In Germany Martin Schulz has won the nomination as Social Democratic party chairman and chancellor candidate for this year's election, Deutsche Welle reported on Sunday.
The mood was euphoric among SPD delegates at a special conference in Berlin as the party made the transition from former party chairman Sigmar Gabriel to Martin Schulz official. Schulz was elected unanimously, receiving all of the valid ballots for chancellor candidate and party chairman.
"I think this result is the first step toward retaking the chancellor's office," a grateful Schulz said after the announcement.
The selection of the former European Parliament president marks the first time an SPD chancellor candidate has ever been nominated with 100 percent of the vote.
In a speech before his election, Schulz emphasised the issues of social equality that have energised the grassroots and seen the SPD draw level in opinion polls with Chancellor Angela Merkel's conservative CDU-CSU.

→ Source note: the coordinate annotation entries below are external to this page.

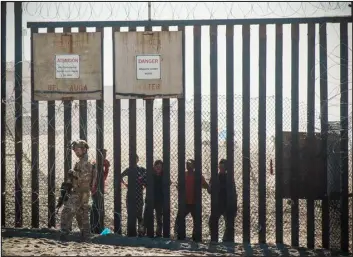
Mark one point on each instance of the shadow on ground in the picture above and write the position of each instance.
(228, 249)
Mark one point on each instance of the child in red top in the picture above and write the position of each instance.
(190, 195)
(106, 165)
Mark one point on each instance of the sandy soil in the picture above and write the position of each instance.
(39, 242)
(48, 247)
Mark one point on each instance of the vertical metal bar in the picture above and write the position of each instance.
(262, 132)
(149, 161)
(295, 135)
(83, 108)
(35, 145)
(181, 150)
(67, 129)
(3, 111)
(311, 127)
(246, 134)
(197, 133)
(51, 155)
(352, 129)
(279, 132)
(344, 136)
(100, 143)
(231, 187)
(214, 131)
(131, 219)
(18, 116)
(324, 131)
(166, 163)
(117, 147)
(149, 165)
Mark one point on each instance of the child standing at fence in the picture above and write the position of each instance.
(190, 206)
(94, 210)
(141, 181)
(158, 197)
(223, 192)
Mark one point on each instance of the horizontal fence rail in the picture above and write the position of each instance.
(255, 134)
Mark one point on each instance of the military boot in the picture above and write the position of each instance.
(159, 231)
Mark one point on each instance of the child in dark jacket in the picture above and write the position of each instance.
(157, 196)
(140, 184)
(223, 192)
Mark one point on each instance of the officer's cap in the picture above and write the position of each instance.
(80, 144)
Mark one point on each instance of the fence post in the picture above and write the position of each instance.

"The SPD are back," Schulz said.
"And that's good news for the people of Germany and Europe. If we don't ensure that things are socially equitable, then no one will," he added.
Schulz and other speakers repeatedly mentioned the trade unions, a traditional base of Social Democratic support. But Schulz, who served as president of the European Parliament until just two months ago, vigorously defended his party's support for the European Union.
"Those who want to do away with this bloc will find in me an energetic opponent. Anyone who thinks you can separate national interests from Europe is wasting away the future of Germany," Schulz said.
Schulz also took potshots at U.S. President Donald Trump, saying that an election like that in the United States featuring "fake news” and the "denigration of whole groups of the population" had "no place in Germany."
"A German chancellor can take a clear negative position" toward the US, Schulz added later in his speech, after praising former SPD chancellor Gerhard Schröder's refusal to back the U.S.-led war in Iraq in 2003.
Schulz has been credited with revitalising the election by giving voters a mainstream option to Merkel and with taking support away from the right-wing populist Alternative for Germany (AfD).
Still, the SPD will decide upon an official platform for September's national election at a full party convention in June.